De 2006 a 2010, a média mensal de sinistralidade rodoviária em todo o território foi de mil e 96 acidentes, o que correspondeu a 259 óbitos e mil e 64 feridos, números que preocupam as autoridades da Direcção Nacional de Viação e Trânsito.
Nesses anos, Luanda foi a província mais sinistra, registou dois mil e 641 mortos em nove mil 784 ocorrências de trânsito, na sequência de acidentes entre automóveis ligeiros e pesados. A par de Luanda, estão as províncias de Benguela, Huíla, Huambo e Kwanza-Sul, e as estradas com maior número de acidentes são a Estrada Nacional – 230, LuandaViana, as Avenidas Deolinda Rodrigues (ou Estrada de Catete), Pedro de Castro Van-Dúnem e a Estrada da Samba.
Na cidade das Acácias Rubras, os municípios de Benguela, Lobito e Caimbambo tiveram 817 acidentes de viação, 111 mortos e 816 feridos, resultado de colisão entre veículos e motociclos. A província registou 719 atropelamentos, que resultaram em 157 mortos e 607 feridos.
Houve ainda 421 acidentes entre veículos automóveis, 34 mortos e 198 feridos.
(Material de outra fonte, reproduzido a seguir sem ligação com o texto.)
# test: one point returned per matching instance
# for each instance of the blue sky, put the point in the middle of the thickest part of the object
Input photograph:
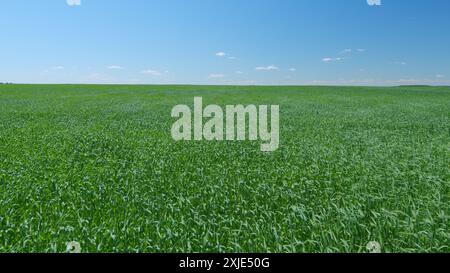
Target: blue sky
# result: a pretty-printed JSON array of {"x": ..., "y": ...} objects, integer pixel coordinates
[{"x": 276, "y": 42}]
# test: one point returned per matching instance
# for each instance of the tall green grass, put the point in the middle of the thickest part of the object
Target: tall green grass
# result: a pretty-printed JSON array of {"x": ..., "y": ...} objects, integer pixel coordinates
[{"x": 97, "y": 165}]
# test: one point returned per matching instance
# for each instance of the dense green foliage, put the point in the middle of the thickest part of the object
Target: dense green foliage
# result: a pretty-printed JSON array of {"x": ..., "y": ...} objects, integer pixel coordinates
[{"x": 97, "y": 165}]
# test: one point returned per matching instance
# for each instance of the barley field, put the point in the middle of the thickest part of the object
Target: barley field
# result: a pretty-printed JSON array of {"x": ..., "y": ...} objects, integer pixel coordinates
[{"x": 96, "y": 164}]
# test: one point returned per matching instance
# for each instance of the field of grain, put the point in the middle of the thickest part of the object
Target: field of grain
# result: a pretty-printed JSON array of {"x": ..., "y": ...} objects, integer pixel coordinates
[{"x": 97, "y": 165}]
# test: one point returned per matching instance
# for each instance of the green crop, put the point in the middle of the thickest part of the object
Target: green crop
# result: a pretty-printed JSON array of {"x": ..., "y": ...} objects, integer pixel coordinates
[{"x": 97, "y": 165}]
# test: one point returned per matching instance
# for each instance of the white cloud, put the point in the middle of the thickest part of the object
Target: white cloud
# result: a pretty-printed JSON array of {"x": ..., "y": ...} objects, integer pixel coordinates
[
  {"x": 400, "y": 63},
  {"x": 328, "y": 60},
  {"x": 151, "y": 72},
  {"x": 267, "y": 68},
  {"x": 216, "y": 76},
  {"x": 73, "y": 2},
  {"x": 374, "y": 2},
  {"x": 115, "y": 67}
]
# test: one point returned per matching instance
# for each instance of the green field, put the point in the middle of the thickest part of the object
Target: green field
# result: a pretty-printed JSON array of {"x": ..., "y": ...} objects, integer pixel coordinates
[{"x": 97, "y": 165}]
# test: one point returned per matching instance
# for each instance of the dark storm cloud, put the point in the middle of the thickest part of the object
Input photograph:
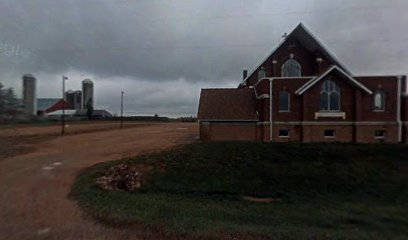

Na Huíla, Lubango, Matala e Quipungo foram as regiões em que o índice de atropelamentos e colisão entre veículos automóveis foi elevado, segundo balanço da Comissão Nacional de Viação e Ordenamento do Trânsito.
Em termos de atropelamentos, a província registou 341, dos quais 86 mortos e 296 feridos. Nos choques entre veículos houve 339 acidentes, 26 óbitos e 187 feridos. A colisão entre motociclos e veículos deixaram 48 mortos, 266 feridos em 279 acidentes.
No Huambo, o perímetro urbano, o município da Caála e o Bailundo registaram níveis de atropelamentos e choques entre veículos automóveis e motociclos assustadores, refere o documento da Comissão Nacional de Viação e Ordenamento do Trânsito.
Cento e 18 pessoas morreram, 277 ficaram feridos, totalizando 441 acidentes. A província teve ainda 354 atropelamentos, 80 mortos e 206 feridos e nas colisões entre veículos registou-se 140 acidentes, tendo causado 53 óbitos e 183 feridos.
No Kwanza-Sul, em particular nas cidades de Sumbe, Porto-Amboim e Waco-Kungo, houve 200 choques entre veículos e motociclos, 49 mortos e 232 feridos. Os dados mostram que na colisão entre veículos automóveis verificou-se 191 acidentes, 91 óbitos e 222 feridos, sendo que 167 atropelamentos causaram a morte de 31 pessoas e 74 feridos.
Nesse quadriénio, houve oito mil e931 acidentes entre veículos motorizados, tendo como causa principal a condução sob o efeito de bebidas alcoólicas, excesso de velocidade e a violação das regras do trânsito, concluiu a Comissão de Ordenamento do Trânsito.
Os dados da CNVOT frisam que as ultrapassagens irregulares, a mudança de direcção irregular, condução ilegal, excesso de velocidade, falta de iluminação, travessia irregular dos peões, mau estado das vias e falta de travões contribuiu para a morte das doze mil pessoas.
Segundo os dados, os dias da semana com mais probabilidade para ocorrência de acidentes de viação são as quintas-feiras, os sábados e os domingos, em horários que vão das seis às 11 horas, das 18 às 20 e das 21 à meia-noite. O documento recomenda algumas medidas para a redução da sinistralidade rodoviária, que se consubstanciam na realização de operações stop, sinalização luminosa em todas as vias e maior celeridade nos julgamentos para dos incumpridores do Código de Estrada.